Hi all it's my first post I saw this and had to reply, such an awful journey and never gets any easier! Abit about my story knock in 2021 arrested early hours of the morning house raided all electrical devices taken my children 5 and 7 at the time shaken up by this! Released that evening under investigation, little did I know this investigation would take sooooo long! He had supervised contact with our children at his mum where he was now living and had ss meetings every 2 weeks for a while until case closed.







June 2021 until April 2023 under investigation







April Court date first hearing pleaded guilty second hearing Crown Court sent to prison 2yrs 8 months! Both Court dates went on social media both a week after, first a write up with name and address and offence second time his picture! I was modified my poor children!

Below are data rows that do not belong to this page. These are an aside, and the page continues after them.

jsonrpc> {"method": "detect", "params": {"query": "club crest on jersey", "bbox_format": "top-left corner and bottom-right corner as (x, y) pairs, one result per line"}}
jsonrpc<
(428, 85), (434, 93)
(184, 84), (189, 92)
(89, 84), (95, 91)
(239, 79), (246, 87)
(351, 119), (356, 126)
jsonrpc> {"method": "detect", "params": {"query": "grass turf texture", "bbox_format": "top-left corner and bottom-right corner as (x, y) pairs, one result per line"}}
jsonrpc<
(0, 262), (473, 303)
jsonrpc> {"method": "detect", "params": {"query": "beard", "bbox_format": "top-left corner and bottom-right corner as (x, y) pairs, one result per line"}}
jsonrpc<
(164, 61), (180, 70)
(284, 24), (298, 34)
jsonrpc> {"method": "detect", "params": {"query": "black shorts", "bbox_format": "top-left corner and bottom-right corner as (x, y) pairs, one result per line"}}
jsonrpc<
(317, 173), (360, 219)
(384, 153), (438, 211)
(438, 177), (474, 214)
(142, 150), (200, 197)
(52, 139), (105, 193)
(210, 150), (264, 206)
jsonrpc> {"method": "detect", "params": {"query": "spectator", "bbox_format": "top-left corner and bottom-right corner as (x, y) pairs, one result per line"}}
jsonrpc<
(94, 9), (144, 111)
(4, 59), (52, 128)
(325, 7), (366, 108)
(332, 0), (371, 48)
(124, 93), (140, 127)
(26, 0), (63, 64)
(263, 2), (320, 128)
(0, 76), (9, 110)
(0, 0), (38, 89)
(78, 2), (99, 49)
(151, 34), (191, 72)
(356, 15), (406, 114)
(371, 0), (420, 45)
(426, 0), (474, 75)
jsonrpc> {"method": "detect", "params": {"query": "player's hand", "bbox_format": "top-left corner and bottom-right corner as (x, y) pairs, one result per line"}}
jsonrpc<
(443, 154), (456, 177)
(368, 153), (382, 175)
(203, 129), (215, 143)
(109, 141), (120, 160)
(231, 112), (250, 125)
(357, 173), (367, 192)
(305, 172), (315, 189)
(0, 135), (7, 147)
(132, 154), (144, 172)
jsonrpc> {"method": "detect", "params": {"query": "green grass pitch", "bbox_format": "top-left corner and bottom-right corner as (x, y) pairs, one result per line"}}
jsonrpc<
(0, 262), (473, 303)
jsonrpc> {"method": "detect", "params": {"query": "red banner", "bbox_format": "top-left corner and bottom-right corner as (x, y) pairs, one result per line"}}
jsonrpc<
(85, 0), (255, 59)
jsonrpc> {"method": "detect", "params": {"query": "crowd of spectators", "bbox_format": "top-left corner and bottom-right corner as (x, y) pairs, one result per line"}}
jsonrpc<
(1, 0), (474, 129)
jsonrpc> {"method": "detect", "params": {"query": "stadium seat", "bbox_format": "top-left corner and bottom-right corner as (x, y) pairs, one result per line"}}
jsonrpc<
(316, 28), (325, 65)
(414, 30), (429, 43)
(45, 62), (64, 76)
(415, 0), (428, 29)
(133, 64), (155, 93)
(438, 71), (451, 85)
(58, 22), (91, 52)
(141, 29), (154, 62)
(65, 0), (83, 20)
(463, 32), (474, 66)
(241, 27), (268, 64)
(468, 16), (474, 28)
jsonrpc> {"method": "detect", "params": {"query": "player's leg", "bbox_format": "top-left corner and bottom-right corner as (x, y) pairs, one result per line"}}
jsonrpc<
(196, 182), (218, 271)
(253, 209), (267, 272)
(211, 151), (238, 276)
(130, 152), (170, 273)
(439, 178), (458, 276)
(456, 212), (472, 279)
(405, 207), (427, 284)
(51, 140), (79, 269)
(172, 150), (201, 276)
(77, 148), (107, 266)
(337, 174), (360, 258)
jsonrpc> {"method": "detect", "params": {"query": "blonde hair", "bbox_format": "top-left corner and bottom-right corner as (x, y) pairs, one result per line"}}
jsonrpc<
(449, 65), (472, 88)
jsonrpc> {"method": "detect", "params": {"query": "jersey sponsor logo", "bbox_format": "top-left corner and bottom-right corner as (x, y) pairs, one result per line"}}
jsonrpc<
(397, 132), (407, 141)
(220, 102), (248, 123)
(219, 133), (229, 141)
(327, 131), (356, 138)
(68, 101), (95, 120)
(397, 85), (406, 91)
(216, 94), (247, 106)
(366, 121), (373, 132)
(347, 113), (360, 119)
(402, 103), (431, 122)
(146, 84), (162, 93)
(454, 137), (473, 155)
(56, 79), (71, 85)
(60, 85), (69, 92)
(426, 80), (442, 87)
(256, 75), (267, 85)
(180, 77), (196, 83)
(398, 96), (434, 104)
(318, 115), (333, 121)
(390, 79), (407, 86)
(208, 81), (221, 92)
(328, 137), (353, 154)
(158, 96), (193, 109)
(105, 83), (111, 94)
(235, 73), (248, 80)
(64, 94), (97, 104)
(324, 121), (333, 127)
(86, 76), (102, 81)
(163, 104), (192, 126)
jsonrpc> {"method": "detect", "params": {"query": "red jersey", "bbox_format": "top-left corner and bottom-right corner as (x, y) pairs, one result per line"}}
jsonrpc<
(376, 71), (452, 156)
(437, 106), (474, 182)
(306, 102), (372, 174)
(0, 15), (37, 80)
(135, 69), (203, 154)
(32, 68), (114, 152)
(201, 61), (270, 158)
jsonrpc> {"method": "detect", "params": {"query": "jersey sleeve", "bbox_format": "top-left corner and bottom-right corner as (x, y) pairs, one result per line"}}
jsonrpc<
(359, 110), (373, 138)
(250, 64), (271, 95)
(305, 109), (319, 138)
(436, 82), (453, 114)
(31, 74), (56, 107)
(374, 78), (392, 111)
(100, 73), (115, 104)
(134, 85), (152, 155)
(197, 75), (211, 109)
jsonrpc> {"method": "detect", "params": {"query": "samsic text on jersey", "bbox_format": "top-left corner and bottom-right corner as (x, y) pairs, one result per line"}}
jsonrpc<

I got on and told close friends and other family and some close school mum friends as there was no hiding it no more. Awful!







I got on a changed my boys names into my maiden name to protect them so nothing comes back on them later in life and iv explained age appropriately what there dad has done so they are slightly aware as I want this to grow with them and them be able to talk to me about anything along the way.







August 2024 there dad has done his half sentence and now realised my children have had no contact his whole prison sentence due to the rules and iv kept it this way for now, who knows how ill feel in a year or 2s time but for now they are settled with the new norm and I feel this is best for us. This whole situation from start and ongoing is completely traumatising such an awful life changing thing it really is.